University essay from Göteborgs universitet/Institutionen för globala studier

Abstract: Throughout the past 15-20 years, poor countries have been implementing so-called Poverty Reduction Strategy Papers (PRSPs) under the guidance of the International Monetary Fund and the World Bank. Despite their enormous importance for national development efforts around the globe, the aggregate performance of PRSPs remains understudied. One previous study, however, found that PRSPs were successful in reducing poverty and should therefore act as the ‘mechanism to operationalise’ the Sustainable Development Goals (SDGs) (Elkins et al 2018., 388). Here, the robustness of these findings is tested in a panel data regression analysis which estimates the effect of PRSP implementation on five primary SDG-indicators.1 Based on the assumption that the ‘Washington Consensus’ development paradigm has been (partially) abandoned, it is hypothesized that PRSPs successfully reduced multidimensional poverty, and that this success was conditioned on increased economic growth.

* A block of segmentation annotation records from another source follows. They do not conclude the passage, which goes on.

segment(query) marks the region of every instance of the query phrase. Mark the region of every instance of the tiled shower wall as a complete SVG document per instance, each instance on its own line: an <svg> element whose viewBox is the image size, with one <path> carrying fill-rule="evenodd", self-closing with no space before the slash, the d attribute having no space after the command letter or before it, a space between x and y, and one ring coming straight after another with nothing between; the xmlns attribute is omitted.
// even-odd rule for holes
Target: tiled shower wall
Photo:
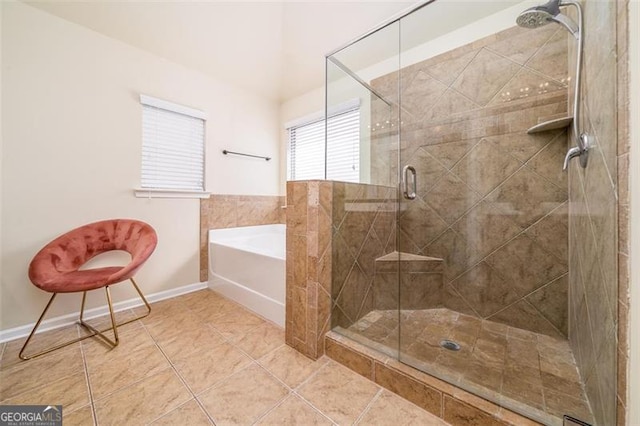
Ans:
<svg viewBox="0 0 640 426"><path fill-rule="evenodd" d="M394 209L389 187L287 182L287 344L318 358L330 328L371 310L374 260L395 250Z"/></svg>
<svg viewBox="0 0 640 426"><path fill-rule="evenodd" d="M588 1L583 6L581 116L583 131L593 136L594 145L587 168L574 162L569 173L569 340L597 424L616 424L616 411L618 424L624 424L628 312L627 2Z"/></svg>
<svg viewBox="0 0 640 426"><path fill-rule="evenodd" d="M332 205L332 182L287 182L285 340L313 359L331 326Z"/></svg>
<svg viewBox="0 0 640 426"><path fill-rule="evenodd" d="M568 327L567 137L526 131L567 114L567 45L558 26L513 27L371 83L390 99L400 87L401 163L418 173L400 250L445 260L445 307L556 337ZM372 176L385 183L395 152L376 132Z"/></svg>
<svg viewBox="0 0 640 426"><path fill-rule="evenodd" d="M396 250L396 203L395 188L333 183L333 327L374 309L375 260ZM397 285L388 290L397 293Z"/></svg>
<svg viewBox="0 0 640 426"><path fill-rule="evenodd" d="M208 279L209 229L285 223L284 197L220 195L200 200L200 281Z"/></svg>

While PRSP implementation did not yield a statistically significant effect on most outcome variables, it was associated with small reductions in extreme, chronic undernourishment. It is acknowledged that the results have a relatively weak empirical foundation and that they may suffer from omitted variable bias. The author stresses the need for further research and calls for an increase in resources allocated to the collection of well-developed data on multidimensional poverty.